Sementara, Gubernur Jabar Ridwan Kamil, menegaskan Pemprov Jabar tak mempunyai kewenangan untuk membubarkan Ponpes Al Zaytun apabila memang telah terbukti ada kesalahan dalam aktivitasnya. Karena, menurut Emil, pihak yang berwenang membubarkan adalah Kementerian Agama (Kemenag).
"Pembubaran hanya dilakukan oleh Kementerian Agama yang memberikan izin, izinnya ada di Kementerian Agama karena sifatnya pesantren Diniyah, Aliyah dan seterusnya," ujar Ridwan Kamil yang akrab disapa Emil Gedung Sate, Kota Bandung, pada Rabu (21/6/2023).
Bahkan, menurut Emil, ada aliran dana miliaran rupiah yang telah dikeluarkan oleh Kementerian Agama untuk aktivitas pembelajaran di Ponpes Al-Zaytun. Namun, Emil tak menyebut angkanya secara rinci.
"Di mana dana dari Kementerian Agama kurang lebih setiap tahun ada sekian miliar juga ke Al-Zaytun," katanya.
Menurut Emil, dirinya sudah membentuk tim investigasi yang ditugaskan secara khusus untuk mengumpulkan data terkait aktivitas di pesantren. Sebab, diperlukan kajian mendalam untuk menganalisis aktivitas di Ponpes Al-Zaytun.
"Saya harus adil mendengarkan dan membentuk tim investigasi," katanya.

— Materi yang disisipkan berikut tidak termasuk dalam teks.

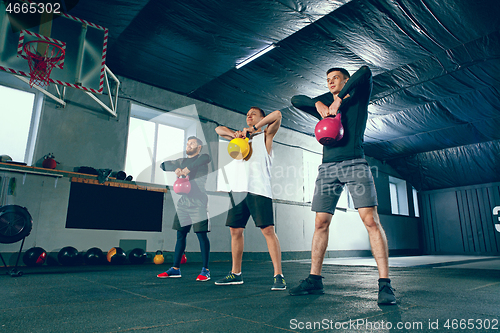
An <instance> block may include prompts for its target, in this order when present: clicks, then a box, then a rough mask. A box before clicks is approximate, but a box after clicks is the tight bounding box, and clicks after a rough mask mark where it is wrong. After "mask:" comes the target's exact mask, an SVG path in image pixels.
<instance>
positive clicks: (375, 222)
mask: <svg viewBox="0 0 500 333" xmlns="http://www.w3.org/2000/svg"><path fill="white" fill-rule="evenodd" d="M358 212H359V216H360V217H361V220H362V221H363V223H364V224H365V226H366V228H368V229H379V228H382V226H381V225H380V219H379V217H378V213H377V207H376V206H374V207H363V208H359V209H358Z"/></svg>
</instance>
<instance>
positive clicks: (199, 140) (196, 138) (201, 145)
mask: <svg viewBox="0 0 500 333" xmlns="http://www.w3.org/2000/svg"><path fill="white" fill-rule="evenodd" d="M193 139H195V140H196V142H197V143H198V146H203V141H201V140H200V139H198V138H197V137H195V136H190V137H189V138H188V141H189V140H193Z"/></svg>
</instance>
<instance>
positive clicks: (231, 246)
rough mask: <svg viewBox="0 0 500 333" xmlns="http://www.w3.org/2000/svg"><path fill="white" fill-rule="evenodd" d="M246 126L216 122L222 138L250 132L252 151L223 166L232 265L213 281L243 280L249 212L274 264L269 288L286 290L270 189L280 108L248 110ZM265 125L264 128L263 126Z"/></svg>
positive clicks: (235, 137) (228, 283)
mask: <svg viewBox="0 0 500 333" xmlns="http://www.w3.org/2000/svg"><path fill="white" fill-rule="evenodd" d="M246 121H247V125H248V127H247V128H244V129H243V130H241V131H233V130H231V129H229V128H227V127H224V126H219V127H217V128H216V129H215V131H216V132H217V134H219V135H220V136H222V137H223V138H225V139H228V140H232V139H234V138H245V137H246V136H247V133H248V134H250V141H249V142H250V145H251V147H252V149H251V152H250V154H249V156H247V158H245V159H242V160H235V161H233V162H231V163H230V164H229V165H228V166H227V167H225V171H226V175H227V178H228V182H229V186H230V188H231V192H230V196H231V201H232V207H231V208H230V210H229V212H228V215H227V220H226V226H228V227H229V229H230V231H231V252H232V258H233V262H232V268H231V272H229V274H228V275H227V276H226V277H225V278H223V279H221V280H219V281H217V282H215V284H216V285H232V284H242V283H243V278H242V276H241V262H242V258H243V246H244V237H243V231H244V230H245V226H246V224H247V222H248V219H249V218H250V216H252V218H253V220H254V222H255V225H256V226H257V227H259V228H260V230H261V231H262V234H263V235H264V237H265V238H266V242H267V248H268V250H269V254H270V256H271V260H272V262H273V266H274V282H273V286H272V288H271V290H285V289H286V283H285V279H284V277H283V272H282V270H281V248H280V243H279V240H278V236H277V235H276V232H275V230H274V217H273V216H274V215H273V202H272V189H271V165H272V159H273V154H272V145H273V138H274V136H275V135H276V132H278V129H279V127H280V125H281V112H280V111H274V112H272V113H270V114H269V115H267V116H266V115H265V113H264V111H262V109H260V108H258V107H251V108H250V110H249V111H248V113H247V119H246ZM266 125H267V127H266V128H265V129H264V130H263V129H262V127H264V126H266Z"/></svg>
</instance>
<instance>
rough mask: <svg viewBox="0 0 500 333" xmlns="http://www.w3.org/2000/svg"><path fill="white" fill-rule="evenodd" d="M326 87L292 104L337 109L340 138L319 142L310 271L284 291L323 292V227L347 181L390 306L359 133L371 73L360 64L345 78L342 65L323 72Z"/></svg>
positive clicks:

Perlu diketahui, tim investigasi yang dibentuk oleh Ridwan terdiri dari berbagai lembaga Islam dan juga ormas Islam. Selain itu, dalam tim investigasi itu, adapula aparat kepolisian, TNI hingga kejaksaan.

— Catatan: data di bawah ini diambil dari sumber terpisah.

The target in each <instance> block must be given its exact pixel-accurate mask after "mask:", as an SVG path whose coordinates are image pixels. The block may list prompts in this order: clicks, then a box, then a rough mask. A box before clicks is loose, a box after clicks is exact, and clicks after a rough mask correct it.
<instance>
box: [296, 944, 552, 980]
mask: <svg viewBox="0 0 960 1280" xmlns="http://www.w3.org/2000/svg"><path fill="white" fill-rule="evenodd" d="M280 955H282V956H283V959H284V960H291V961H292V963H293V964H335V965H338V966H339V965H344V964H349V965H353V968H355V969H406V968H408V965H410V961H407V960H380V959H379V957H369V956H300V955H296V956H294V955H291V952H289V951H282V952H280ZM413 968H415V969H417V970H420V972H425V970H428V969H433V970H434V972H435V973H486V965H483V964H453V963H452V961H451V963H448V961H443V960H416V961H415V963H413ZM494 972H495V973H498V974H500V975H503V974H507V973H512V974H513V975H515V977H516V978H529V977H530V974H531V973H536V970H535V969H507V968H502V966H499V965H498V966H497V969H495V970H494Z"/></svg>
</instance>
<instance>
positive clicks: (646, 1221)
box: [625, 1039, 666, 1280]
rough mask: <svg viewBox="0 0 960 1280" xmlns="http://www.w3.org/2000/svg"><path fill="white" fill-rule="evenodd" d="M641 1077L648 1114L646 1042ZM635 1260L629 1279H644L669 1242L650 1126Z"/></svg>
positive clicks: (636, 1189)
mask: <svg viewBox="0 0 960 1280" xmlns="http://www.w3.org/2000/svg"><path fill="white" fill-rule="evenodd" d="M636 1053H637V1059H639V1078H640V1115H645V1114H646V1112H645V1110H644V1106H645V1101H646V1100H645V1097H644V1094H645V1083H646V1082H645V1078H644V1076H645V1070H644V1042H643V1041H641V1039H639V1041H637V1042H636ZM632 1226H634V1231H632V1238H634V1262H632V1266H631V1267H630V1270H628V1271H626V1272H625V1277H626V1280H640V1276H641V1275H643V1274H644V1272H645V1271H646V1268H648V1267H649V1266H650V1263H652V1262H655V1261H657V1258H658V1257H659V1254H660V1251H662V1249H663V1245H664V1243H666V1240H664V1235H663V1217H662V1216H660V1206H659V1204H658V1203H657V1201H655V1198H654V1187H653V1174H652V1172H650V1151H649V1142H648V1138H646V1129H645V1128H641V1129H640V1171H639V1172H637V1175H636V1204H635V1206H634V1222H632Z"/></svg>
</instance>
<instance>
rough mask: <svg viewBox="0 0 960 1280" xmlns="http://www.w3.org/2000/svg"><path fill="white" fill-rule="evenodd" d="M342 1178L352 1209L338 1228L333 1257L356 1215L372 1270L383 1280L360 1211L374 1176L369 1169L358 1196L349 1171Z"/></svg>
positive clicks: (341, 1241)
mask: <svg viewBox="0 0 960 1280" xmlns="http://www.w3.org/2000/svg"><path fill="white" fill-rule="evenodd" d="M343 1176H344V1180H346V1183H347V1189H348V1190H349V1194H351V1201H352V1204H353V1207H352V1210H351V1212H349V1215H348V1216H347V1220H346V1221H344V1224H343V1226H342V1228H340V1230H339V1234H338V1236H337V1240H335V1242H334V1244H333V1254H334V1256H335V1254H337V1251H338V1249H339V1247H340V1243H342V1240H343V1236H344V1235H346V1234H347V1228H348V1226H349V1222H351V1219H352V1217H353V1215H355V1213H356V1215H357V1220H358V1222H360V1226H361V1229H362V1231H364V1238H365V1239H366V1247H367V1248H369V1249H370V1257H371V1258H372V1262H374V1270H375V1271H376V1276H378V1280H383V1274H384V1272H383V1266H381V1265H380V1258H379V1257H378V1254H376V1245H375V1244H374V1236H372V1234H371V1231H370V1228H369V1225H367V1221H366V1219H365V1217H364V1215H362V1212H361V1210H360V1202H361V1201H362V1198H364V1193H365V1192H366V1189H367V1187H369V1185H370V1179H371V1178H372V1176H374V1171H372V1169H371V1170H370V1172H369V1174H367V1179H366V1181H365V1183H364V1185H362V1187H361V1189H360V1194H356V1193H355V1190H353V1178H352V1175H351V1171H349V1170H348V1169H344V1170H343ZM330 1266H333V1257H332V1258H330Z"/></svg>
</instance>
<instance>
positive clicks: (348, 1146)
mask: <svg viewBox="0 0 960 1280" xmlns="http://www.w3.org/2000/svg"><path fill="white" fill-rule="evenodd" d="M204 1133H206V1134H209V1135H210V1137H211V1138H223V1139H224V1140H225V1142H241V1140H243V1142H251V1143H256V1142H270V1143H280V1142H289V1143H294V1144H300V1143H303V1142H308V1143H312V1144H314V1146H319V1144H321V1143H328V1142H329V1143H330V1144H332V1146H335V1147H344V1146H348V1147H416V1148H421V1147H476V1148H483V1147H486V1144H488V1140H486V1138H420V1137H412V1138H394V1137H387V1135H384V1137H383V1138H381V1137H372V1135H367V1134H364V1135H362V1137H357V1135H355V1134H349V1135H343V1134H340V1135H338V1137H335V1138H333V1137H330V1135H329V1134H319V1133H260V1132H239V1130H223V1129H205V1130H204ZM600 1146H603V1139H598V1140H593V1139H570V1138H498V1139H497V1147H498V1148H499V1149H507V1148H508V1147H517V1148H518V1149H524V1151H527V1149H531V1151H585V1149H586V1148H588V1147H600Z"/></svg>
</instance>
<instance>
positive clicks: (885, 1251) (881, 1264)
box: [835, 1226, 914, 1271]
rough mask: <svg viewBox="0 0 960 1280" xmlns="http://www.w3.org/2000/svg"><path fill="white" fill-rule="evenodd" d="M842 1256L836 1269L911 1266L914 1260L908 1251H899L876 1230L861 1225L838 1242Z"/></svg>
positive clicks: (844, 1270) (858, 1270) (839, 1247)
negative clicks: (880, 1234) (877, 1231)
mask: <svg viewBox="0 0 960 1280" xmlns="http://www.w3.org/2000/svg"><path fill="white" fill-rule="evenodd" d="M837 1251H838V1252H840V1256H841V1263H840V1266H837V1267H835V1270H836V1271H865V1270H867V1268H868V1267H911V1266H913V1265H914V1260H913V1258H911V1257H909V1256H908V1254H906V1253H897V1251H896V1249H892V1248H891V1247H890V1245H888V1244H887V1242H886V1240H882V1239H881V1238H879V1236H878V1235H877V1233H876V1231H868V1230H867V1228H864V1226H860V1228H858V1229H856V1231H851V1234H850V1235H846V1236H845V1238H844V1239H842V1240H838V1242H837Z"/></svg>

Wakil Menteri Agama Zainut Tauhid Saadi mengatakan bahwa Kemenag selaku pembina instansi pesantren akan melakukan klarifikasi terlebih dahulu terkait hal itu. "Kita akan tabayyun, kita tidak boleh menghakimi sesuatu sebelum tabayun," ujar Zainut dalam keterangan tertulis yang diterima Republika.co.id di Jakarta, Rabu (21/6/2023).
Wamenag mengimbau semua pihak untuk mengedepankan semangat persaudaraan, musyawarah dan saling menasihati dengan dasar kebenaran dan kesabaran untuk mencari solusi yang paling maslahat.

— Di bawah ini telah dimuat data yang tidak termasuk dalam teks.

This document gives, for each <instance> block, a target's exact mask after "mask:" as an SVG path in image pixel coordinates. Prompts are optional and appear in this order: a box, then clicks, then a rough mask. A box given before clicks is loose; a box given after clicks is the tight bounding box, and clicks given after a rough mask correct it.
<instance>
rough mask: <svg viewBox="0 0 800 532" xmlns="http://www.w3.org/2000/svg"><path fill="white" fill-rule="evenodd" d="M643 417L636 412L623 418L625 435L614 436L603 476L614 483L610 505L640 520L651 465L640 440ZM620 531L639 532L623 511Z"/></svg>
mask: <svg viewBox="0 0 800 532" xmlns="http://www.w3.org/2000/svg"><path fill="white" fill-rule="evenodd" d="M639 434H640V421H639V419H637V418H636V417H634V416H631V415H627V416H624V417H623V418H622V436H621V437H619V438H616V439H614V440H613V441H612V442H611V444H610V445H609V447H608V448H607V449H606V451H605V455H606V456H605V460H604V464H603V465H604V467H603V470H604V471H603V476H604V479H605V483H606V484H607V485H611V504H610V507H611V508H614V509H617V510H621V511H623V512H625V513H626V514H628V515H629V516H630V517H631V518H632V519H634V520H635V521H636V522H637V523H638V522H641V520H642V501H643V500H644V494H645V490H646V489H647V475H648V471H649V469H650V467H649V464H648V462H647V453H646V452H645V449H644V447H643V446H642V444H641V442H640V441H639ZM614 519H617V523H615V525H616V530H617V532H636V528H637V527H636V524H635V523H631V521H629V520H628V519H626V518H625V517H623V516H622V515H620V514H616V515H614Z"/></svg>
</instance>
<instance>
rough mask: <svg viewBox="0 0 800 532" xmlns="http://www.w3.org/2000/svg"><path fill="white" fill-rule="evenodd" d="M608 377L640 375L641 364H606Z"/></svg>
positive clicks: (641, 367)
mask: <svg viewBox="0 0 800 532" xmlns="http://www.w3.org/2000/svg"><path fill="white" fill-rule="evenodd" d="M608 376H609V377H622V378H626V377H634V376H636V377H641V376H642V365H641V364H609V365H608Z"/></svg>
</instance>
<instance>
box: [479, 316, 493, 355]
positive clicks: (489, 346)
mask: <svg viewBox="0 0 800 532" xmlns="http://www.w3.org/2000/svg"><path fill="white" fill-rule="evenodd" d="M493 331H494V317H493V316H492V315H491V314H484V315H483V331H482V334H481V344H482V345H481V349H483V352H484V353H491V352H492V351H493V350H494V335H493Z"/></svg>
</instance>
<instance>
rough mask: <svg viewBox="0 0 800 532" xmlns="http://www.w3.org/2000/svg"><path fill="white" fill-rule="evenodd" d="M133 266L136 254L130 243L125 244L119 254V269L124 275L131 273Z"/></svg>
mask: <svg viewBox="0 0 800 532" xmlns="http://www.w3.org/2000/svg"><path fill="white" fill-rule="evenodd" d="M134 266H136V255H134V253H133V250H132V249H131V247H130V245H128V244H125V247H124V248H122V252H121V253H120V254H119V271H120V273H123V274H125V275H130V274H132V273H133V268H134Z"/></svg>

"Saya mengharapkan semua pihak bisa duduk bersama, mencari solusi terbaik, mendahulukan tabayun dan husnudzan, tidak saling mengeluarkan pernyataan yang saling menyerang di ruang publik yang dapat membuat suasana semakin gaduh," ucap dia.
Kementerian Agama, lanjut Wamenag, tidak memiliki hak untuk menghakimi sebuah pesantren itu mengajarkan ajaran sesat atau menyimpang. Sebab, hal itu menyangkut ranah hukum agama (syar'i) yang menjadi kewenangan dari ormas Islam seperti MUI, NU, Muhammadiyah, dan ormas Islam lainnya.
Menurut Wamenag, ormas Islam beserta dengan pihak Pesantren Al Zaitun dapat segera duduk bersama untuk melakukan dialog dan tabayun terkait tuduhan adanya pemahaman ajaran agama yang tidak benar.
"Saya juga minta pesantren Al Zaitun untuk lebih terbuka dan kooperatif dalam melakukan komunikasi dan dialog dengan para ormas Islam agar semuanya menjadi terang dan tidak ada fitnah atau dugaan yang menyimpang," jelas Wamenag.
"Kementerian agama bersedia memfasilitasi pertemuan antara Ponpes Al Zaitun dengan Pimpinan ormas-ormas Islam," kata Zainut.
Majelis Ulama Indonesia (MUI) akan mengkaji opsi dorongan pembubaran atau pencabutan izin Mahad Al-Zaytun kepada pemerintah. Namun, jika dianggap cukup menegakkan hukum terhadap personal pimpinannya saja yakni Panji Gumilang, maka pembubaran tak perlu dilakukan dan hanya perlu melakukan pembinaan oleh pemerintah.
“Itu (dorongan pembubaran atau pencabutan izin Al-Zaytun) nanti dianalisis, semuanya akan dikaji,” ujar Wakil Sekjen Bidang Hukum dan HAM MUI, Ikhsan Abdullah, usai rapat membahas perkembangan isu aktual terkait dengan Pondok Pesantren Al-Zaytun di Kemenko Polhukam, Jakarta Pusat, Rabu (21/6/2023).
Pria yang juga merupakan staf khusus wakil presiden itu menjelaskan, jika penegakkan hukum terhadap personal Panji saja sudah cukup, maka yayasan dan pendidikan di dalamnya akan dibina. Di mana, yayasan akan dilakukan penggantian pengurus dengan penyaringan ketat dan pendidikannya akan dibina oleh Kementerian Agama dan MUI.
“Yayasan dan pendidikannya dilakukan mungkin penggantian pengurus, screening lagi. Karena menyangkut banyak orang yang bekerja dan sebagainya tetap berlanjut. Pendidikannya kemudian nanti dibina dengan Kemenag dan MUI,” ujar dia.